Paris can feel intimidating to the first-time traveler. It’s not the herds of Peugeots careening around one-way streets or the plenitude of dog droppings on the sidewalks; it’s the Parisians.
Like New York, Paris is a busy place where most people are in a hurry. Parisians just don’t have time for the poor French of us tourists (ahem, travelers). In Paris, you may find yourself getting lip from cab drivers, shop girls, and pedestrians alike.
Here are the expressions I have found to be the most vital to survival in Paris. If you want pitchers of free water and perfectly baked baguettes, keep reading.
1. Greetings: hello (bonjour), goodbye (au revoir), thank you (merci)
Manners are of utmost importance in France. Like almost as important as cheese. (Please don’t even get me started on the elaborate etiquette of French table manners.)
Upon walking into a store it’s polite to greet the shopkeeper, and a simple “Bonjour” is all you need. Make sure to say “au revoir” (bye) and “merci” (bye) on the way out as well.
2. A carafe of water (Une carafe d’eau)
This is far and away the expression most critical to survival in France, at least for a thirsty American like myself.

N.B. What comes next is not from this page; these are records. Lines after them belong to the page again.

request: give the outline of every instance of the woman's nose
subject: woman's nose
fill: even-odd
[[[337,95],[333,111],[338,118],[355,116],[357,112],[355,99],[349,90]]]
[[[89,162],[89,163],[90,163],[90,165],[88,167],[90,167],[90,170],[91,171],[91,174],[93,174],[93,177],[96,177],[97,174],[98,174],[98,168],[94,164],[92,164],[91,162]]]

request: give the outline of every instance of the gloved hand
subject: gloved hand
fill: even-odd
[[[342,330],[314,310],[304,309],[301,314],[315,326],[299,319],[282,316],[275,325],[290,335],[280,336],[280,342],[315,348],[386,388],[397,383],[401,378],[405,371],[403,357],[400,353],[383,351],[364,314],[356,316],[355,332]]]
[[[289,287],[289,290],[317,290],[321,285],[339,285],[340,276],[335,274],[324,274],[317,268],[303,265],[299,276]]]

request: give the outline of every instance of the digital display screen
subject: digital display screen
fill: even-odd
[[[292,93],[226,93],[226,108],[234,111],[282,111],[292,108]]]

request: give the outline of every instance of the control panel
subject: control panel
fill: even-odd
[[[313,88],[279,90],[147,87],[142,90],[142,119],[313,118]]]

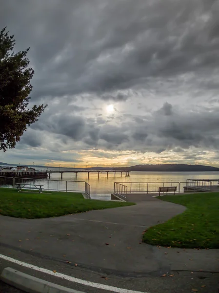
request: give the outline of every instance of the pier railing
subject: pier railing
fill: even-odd
[[[47,191],[82,192],[85,193],[88,198],[91,198],[90,186],[86,181],[48,180],[47,179],[0,176],[0,187],[13,187],[14,188],[17,183],[22,183],[43,185],[43,190]]]
[[[114,182],[114,193],[122,199],[126,198],[126,195],[128,192],[128,187],[119,182]]]

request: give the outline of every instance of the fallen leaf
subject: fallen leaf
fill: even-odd
[[[105,279],[105,280],[109,280],[109,278],[107,278],[107,277],[105,277],[104,276],[101,276],[100,278]]]

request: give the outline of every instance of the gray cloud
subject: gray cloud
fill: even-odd
[[[15,34],[16,50],[31,48],[31,103],[49,105],[18,150],[49,149],[51,158],[56,152],[66,161],[72,159],[63,151],[91,148],[183,156],[195,147],[202,152],[198,158],[204,150],[216,153],[218,1],[0,5],[0,26]],[[113,113],[106,109],[109,103]]]

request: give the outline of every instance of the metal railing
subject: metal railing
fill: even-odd
[[[159,187],[176,187],[176,192],[197,192],[210,191],[211,184],[202,185],[189,185],[187,182],[115,182],[114,193],[115,194],[127,193],[158,193]],[[125,190],[125,192],[124,192]],[[163,191],[163,193],[165,192]]]
[[[218,179],[212,179],[212,180],[211,179],[187,179],[186,186],[211,187],[212,185],[212,182],[214,181],[218,181]]]
[[[0,187],[15,188],[17,183],[40,184],[47,191],[77,192],[85,193],[88,198],[90,196],[90,186],[86,181],[55,180],[36,178],[23,178],[0,176]]]
[[[126,199],[126,195],[128,193],[128,187],[119,182],[114,182],[113,193],[121,198],[122,199]]]

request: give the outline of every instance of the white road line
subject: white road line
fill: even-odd
[[[131,227],[141,227],[142,228],[148,228],[148,227],[140,226],[139,225],[129,225],[128,224],[121,224],[120,223],[113,223],[112,222],[103,222],[102,221],[97,221],[97,220],[89,220],[87,219],[79,219],[76,218],[80,221],[87,221],[88,222],[97,222],[97,223],[102,223],[103,224],[112,224],[113,225],[120,225],[121,226],[127,226]]]
[[[20,261],[20,260],[18,260],[17,259],[9,257],[8,256],[3,255],[3,254],[0,254],[0,258],[2,258],[2,259],[4,259],[5,260],[7,260],[8,261],[10,261],[16,264],[17,265],[19,265],[20,266],[28,268],[28,269],[35,270],[35,271],[38,271],[38,272],[47,273],[48,274],[50,274],[55,277],[58,277],[58,278],[60,278],[61,279],[64,279],[65,280],[70,281],[70,282],[78,283],[78,284],[81,284],[81,285],[88,286],[89,287],[94,287],[99,289],[108,290],[109,291],[117,292],[117,293],[149,293],[148,292],[142,292],[140,291],[136,291],[135,290],[129,290],[128,289],[124,289],[123,288],[118,288],[112,286],[108,286],[107,285],[104,285],[103,284],[99,284],[99,283],[94,283],[93,282],[90,282],[89,281],[81,280],[81,279],[78,279],[77,278],[75,278],[74,277],[68,276],[67,275],[65,275],[60,272],[54,272],[53,271],[50,271],[49,270],[47,270],[46,269],[43,269],[43,268],[37,267],[37,266],[34,266],[27,263]]]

Once while dining alone at the famed Café de Flore, I ordered an omelet and as the waiter walked away I shouted, “Et une carafe d’eau s’il vous plait!” Moments later, he returned with a large pitcher of complimentary tap water. The Scandinavians seated next to me turned and asked, “Excuse me, but how did you get that?”

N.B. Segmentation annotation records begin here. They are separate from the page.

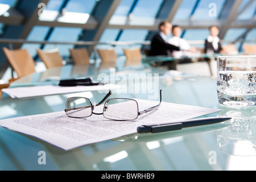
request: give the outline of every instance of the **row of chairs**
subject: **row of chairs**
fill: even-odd
[[[15,71],[18,77],[35,72],[35,62],[25,49],[10,50],[3,47],[3,52]],[[135,57],[141,59],[142,55],[139,48],[124,49],[127,59]],[[89,56],[86,48],[69,49],[71,58],[76,65],[89,64]],[[98,55],[104,62],[115,61],[117,59],[114,49],[97,49]],[[47,69],[63,65],[63,60],[57,48],[51,50],[37,49],[38,56],[43,62]]]

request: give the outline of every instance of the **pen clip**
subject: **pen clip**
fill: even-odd
[[[174,130],[179,130],[182,129],[182,126],[183,125],[181,123],[177,123],[166,125],[152,126],[151,127],[151,133],[157,133]]]

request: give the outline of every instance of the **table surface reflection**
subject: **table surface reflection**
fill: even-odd
[[[230,122],[184,129],[156,134],[125,136],[70,151],[64,151],[34,137],[0,128],[0,170],[255,170],[255,107],[232,108],[218,103],[216,80],[139,64],[109,69],[95,65],[68,65],[23,77],[11,86],[55,84],[60,79],[105,74],[117,83],[118,75],[151,74],[156,85],[141,80],[113,97],[148,98],[150,93],[131,90],[146,82],[154,92],[163,90],[163,101],[222,110],[204,117],[232,116]],[[102,66],[102,65],[101,65]],[[114,75],[113,75],[114,74]],[[120,75],[121,74],[121,75]],[[142,74],[142,75],[140,75]],[[154,75],[156,74],[156,75]],[[129,81],[127,81],[128,83]],[[139,85],[138,85],[139,84]],[[80,96],[98,102],[97,91],[11,98],[0,101],[0,119],[62,111],[68,97]],[[156,99],[158,100],[158,98]],[[44,151],[46,163],[39,164]]]

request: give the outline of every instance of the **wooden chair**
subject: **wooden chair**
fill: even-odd
[[[3,92],[1,91],[2,89],[5,89],[9,87],[10,84],[0,84],[0,99],[1,99],[3,96]]]
[[[117,55],[113,48],[108,49],[97,49],[102,62],[115,62],[117,59]]]
[[[43,51],[40,49],[37,49],[38,56],[42,61],[47,69],[62,67],[63,59],[59,53],[57,48],[50,50]]]
[[[142,59],[142,54],[138,48],[123,49],[123,52],[127,59]]]
[[[145,54],[146,56],[150,56],[150,49],[143,48],[142,50],[144,53]]]
[[[90,57],[86,48],[69,49],[69,52],[75,64],[89,64]]]
[[[237,55],[238,53],[238,50],[236,48],[234,44],[229,44],[222,46],[222,52],[229,55]]]
[[[35,62],[27,49],[10,50],[3,47],[3,50],[18,77],[35,72]]]
[[[256,44],[244,44],[243,45],[243,48],[246,55],[256,54]]]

Note: ‘d’eau’ is pronounced just like ‘dough’.
3. A lightly baked baguette (Une baguette pas trop cuite, s’il vous plaît)
If you are like me, you will often be seen ordering at boulangerie several times a day. And ingesting a scary amount of carbohydrates.
While there is some debate on whether baguettes are better cuite (well-done, if you will) and pas trop cuite (softer), it has seemed that most French people under 70 years old are ordered their baguettes ‘pas trop cuite’ these days. So if you aren’t a senior citizen I would follow suit.
4. I’ll have… (Je prends…)
‘Je prends’ translates to ‘I’ll have.’ Instead of looking like a witless buffoon (cough, me) you can casually say, ‘Je prends le _______ ( insert dish name here),’ while gliding your finger down the menu.
5. Do you speak English? (Parlez-vous anglais ?)
This one’s a bit self-explanatory, but it’s polite to ask others if they speak English before unleashing a barrage of rapid-fire anglais. Most Parisians, especially the younger ones, speak English quite well, but it’s still a good idea to ask.